Speaking like you are unaware how far that game has come since it launched. I still don’t get the abject love for Starfield that exists around here. I hope it turns out great, don’t get me wrong, but I’m at best cautiously optimistic.

Not sure why you think that, but I’m aware. :)

Did you think I was expressing abject love for Starfield?

I’m not calling anyone specific out.

I don’t know about ‘love’, but for me it’s simply that something new from Bethesda Game Studios is always a bit of an event. Morrowind, Oblivion, Skyrim, the Fallouts - there’s nothing else quite like them, even if they’re all buggy, clunky, and kind of ugly in places. Looking forward to playing whatever they deliver!

I can understand that, but for me Fallout 4 had many problematic design/mechanics issues, and then Fallout 76. So it’s been 11 years since they have really been what I like in RPGs in enough ways to not get an auto pass. The direction in game design moves along a path I am not sure about yet.

Kerbal Space Program of course. Maybe Elite?

I still don’t get the amount of anxious griping and rivet counting that is going on currently with Starfield - just wait and see when we get actual reviews, instead of being so pessimistic already.

I also am not calling anyone specific out.

As one that has over 1500 hours in Skyrim, across many platforms, hundreds of hours in Fallout 4 as well (Not to mention ESO, Morrowind, Daggerfall and Oblivion), I am naturally interested in this. Fallout 76 I dislike, but that doesn’t mean I can’t enjoy the next game Bethesda releases.

I won’t speak for SPACE games but in RPGs a seamless world is actually really cool and prevents developers from cheating the environment/level design.

See Dark Souls, or even Dungeon Siege. You can’t enter a house and have it be magically bigger on the inside. It has to fit the actual size of the house.

I don’t think Bethesda will do this though. They have always cheated.

Fallout 4 was pretty great. With Fallout 76, the writing was on the wall well ahead of time - it wasn’t even really made by the main Bethesda team that makes their RPGs. I looked and felt like corporate cash-grab pushed down from above.

(Nowadays, after several patches, Fallout 76 makes for a decent enough Fallout 4.5.)

Starfield may not be perfect, but it certainly won’t be a Fallout 76.

For the record, I hope your right.

F76 was a historic disaster. The dev team made every mistake imaginable in the most inexcusable possible manner, not learning from other MMOs that came before. It was a clown-shoes mickey-mouse big-money spectacle of the highest order, and quite amusing from the sidelines. Who could have imagined that Zenimax would allow such a thing to happen to their second most valuable IP? How many levels of managemental ineptitude led to the game even being released in that state?
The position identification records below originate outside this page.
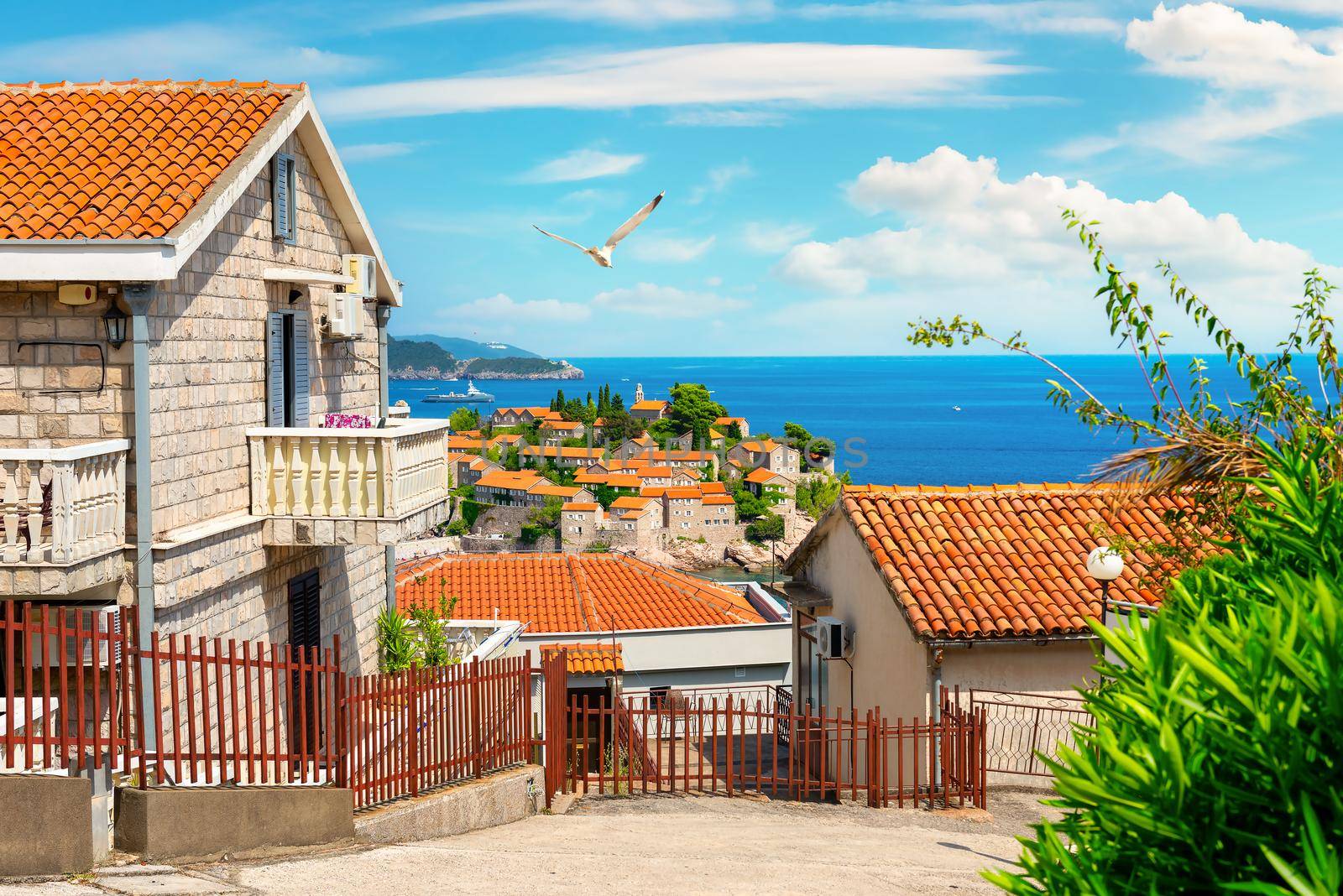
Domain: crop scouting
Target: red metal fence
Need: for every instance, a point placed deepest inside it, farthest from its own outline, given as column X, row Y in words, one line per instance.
column 642, row 745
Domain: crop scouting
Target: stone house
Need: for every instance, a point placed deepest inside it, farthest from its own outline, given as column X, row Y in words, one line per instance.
column 561, row 456
column 192, row 309
column 517, row 416
column 762, row 482
column 635, row 514
column 980, row 588
column 769, row 454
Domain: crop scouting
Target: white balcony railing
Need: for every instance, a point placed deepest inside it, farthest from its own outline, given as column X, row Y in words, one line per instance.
column 348, row 474
column 62, row 504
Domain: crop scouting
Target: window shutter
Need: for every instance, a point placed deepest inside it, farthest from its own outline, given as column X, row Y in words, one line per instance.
column 282, row 195
column 301, row 374
column 274, row 369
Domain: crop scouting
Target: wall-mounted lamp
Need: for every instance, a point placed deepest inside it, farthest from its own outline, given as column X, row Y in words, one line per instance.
column 114, row 322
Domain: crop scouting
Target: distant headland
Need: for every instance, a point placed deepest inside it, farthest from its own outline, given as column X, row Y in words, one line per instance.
column 434, row 357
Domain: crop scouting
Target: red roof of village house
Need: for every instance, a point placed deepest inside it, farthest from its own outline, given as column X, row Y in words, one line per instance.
column 571, row 593
column 588, row 659
column 125, row 160
column 1001, row 561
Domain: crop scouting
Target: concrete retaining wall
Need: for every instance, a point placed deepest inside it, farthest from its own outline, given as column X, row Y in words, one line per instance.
column 499, row 800
column 196, row 824
column 47, row 826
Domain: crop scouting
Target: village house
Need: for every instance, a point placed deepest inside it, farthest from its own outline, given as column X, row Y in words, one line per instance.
column 723, row 425
column 468, row 468
column 669, row 628
column 192, row 322
column 635, row 514
column 524, row 488
column 552, row 432
column 517, row 416
column 762, row 482
column 980, row 588
column 561, row 456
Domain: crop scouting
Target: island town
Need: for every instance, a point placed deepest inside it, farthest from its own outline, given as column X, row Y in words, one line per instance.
column 268, row 625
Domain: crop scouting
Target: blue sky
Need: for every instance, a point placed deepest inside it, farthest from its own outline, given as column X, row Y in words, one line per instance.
column 833, row 169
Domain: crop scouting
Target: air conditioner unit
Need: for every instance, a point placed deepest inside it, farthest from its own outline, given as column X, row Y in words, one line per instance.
column 364, row 273
column 344, row 317
column 834, row 638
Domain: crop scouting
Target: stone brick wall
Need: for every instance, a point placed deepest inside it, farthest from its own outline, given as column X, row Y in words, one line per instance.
column 31, row 416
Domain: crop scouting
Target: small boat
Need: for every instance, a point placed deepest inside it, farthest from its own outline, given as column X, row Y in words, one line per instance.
column 469, row 398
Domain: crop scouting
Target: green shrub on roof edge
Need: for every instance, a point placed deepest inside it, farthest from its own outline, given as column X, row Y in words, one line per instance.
column 1215, row 762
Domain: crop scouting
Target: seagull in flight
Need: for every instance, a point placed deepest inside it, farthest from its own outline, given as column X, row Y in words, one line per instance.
column 602, row 255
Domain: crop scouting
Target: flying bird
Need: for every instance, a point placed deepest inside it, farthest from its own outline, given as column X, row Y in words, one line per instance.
column 602, row 255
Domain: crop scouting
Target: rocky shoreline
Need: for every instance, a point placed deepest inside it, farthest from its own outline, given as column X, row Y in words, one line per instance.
column 458, row 372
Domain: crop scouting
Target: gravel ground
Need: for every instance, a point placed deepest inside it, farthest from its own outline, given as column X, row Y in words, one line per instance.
column 641, row 846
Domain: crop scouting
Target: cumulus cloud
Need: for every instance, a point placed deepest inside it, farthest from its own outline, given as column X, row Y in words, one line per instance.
column 698, row 76
column 1027, row 16
column 962, row 237
column 656, row 300
column 503, row 307
column 651, row 247
column 770, row 237
column 581, row 165
column 642, row 13
column 1260, row 76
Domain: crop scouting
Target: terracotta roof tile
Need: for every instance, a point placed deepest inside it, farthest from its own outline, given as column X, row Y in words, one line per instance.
column 1004, row 560
column 588, row 659
column 123, row 160
column 571, row 593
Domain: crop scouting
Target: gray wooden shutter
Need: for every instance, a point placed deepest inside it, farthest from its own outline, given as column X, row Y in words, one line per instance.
column 282, row 195
column 274, row 369
column 301, row 376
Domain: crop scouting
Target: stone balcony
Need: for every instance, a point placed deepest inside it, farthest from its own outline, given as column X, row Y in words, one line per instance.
column 327, row 487
column 64, row 514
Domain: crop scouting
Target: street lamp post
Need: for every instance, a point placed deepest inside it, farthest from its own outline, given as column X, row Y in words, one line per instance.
column 1105, row 565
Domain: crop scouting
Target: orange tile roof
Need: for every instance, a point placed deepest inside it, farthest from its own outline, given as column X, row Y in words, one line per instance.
column 588, row 659
column 125, row 160
column 523, row 479
column 571, row 593
column 1002, row 561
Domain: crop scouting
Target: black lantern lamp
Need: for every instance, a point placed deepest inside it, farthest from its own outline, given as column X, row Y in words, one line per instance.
column 114, row 320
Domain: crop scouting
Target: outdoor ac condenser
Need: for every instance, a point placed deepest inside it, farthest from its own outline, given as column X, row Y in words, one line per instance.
column 834, row 638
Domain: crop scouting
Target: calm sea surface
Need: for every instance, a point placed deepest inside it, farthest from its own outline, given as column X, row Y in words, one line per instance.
column 900, row 414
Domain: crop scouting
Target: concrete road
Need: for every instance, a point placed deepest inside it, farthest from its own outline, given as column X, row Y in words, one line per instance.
column 642, row 846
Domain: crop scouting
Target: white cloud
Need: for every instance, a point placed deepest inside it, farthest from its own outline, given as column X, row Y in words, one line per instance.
column 1262, row 78
column 656, row 300
column 581, row 165
column 1027, row 16
column 185, row 51
column 770, row 237
column 964, row 239
column 503, row 307
column 642, row 13
column 720, row 74
column 719, row 179
column 672, row 250
column 373, row 152
column 727, row 118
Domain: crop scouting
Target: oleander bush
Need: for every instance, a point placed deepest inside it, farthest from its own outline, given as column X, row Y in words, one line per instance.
column 1215, row 762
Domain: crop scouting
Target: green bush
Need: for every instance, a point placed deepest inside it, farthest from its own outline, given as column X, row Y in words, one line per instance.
column 1215, row 757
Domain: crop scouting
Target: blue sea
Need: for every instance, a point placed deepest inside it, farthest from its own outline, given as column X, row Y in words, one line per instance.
column 895, row 419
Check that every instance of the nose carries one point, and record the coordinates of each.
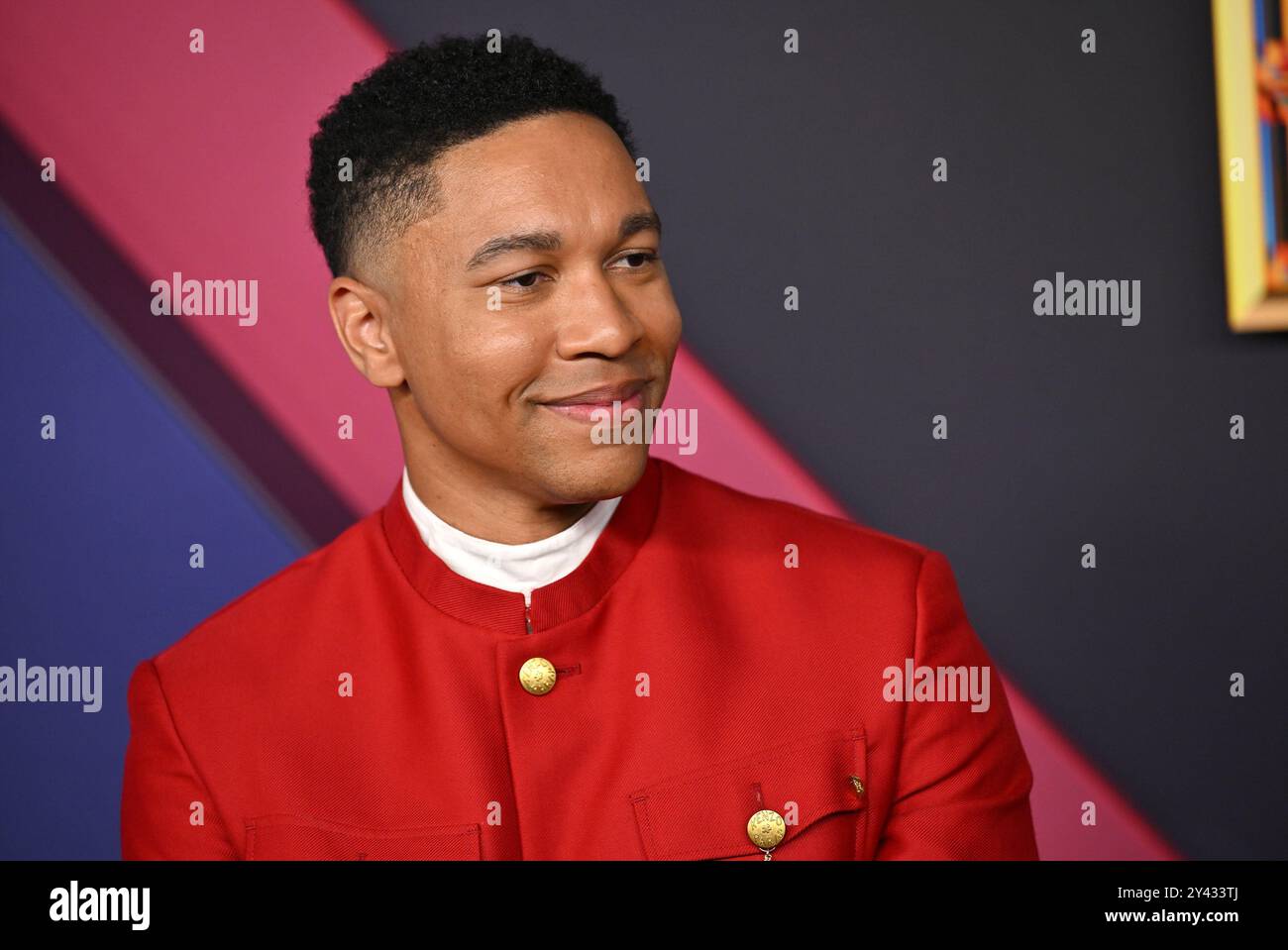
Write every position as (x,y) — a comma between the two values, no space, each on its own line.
(597,322)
Given the above, sure-- Starfield could very well be awful. Hopefully not, but they permanently damaged their reputation with F76.

The thing that struck me about this article is we still have sci-fi fans desperately searching for the game they’ve dreamed about playing their entire lives.

There’s no hope for Starfield to live up to this. Meanwhile, I’m concerned the game will be evaluated against a dream instead of for what it is.

Eager transitioners do have NMS, Star Citizen and Starlink. Brian says Rodina and Evochron do it too. Starfield-specific worries seem a bit… specific.

Elite too maybe, though it’s not big on dialog trees.

If we want them to craft those big, environmental storytelling-filled areas Bethesda is so good at, it can’t be that you can just land anywhere on the planet. The total amount of area that needs to be made this way for a large number of planets is inconceivably huge. You’d then need a whole bunch of procedural generation, with the result being that it’d be quite generic and boring for the most part.

I seriously do not care about seamless transitions from planet to space. If a game has them, then great. If a game doesn’t, then as long as the other systems work well I’m okay.

With Starfield, I’m more worried about the general jank all Creation Engine games have, as well as the mediocre to poor walk/run/combat animations for characters.

This makes a lot of sense to me, now that you point it out like this. Thanks!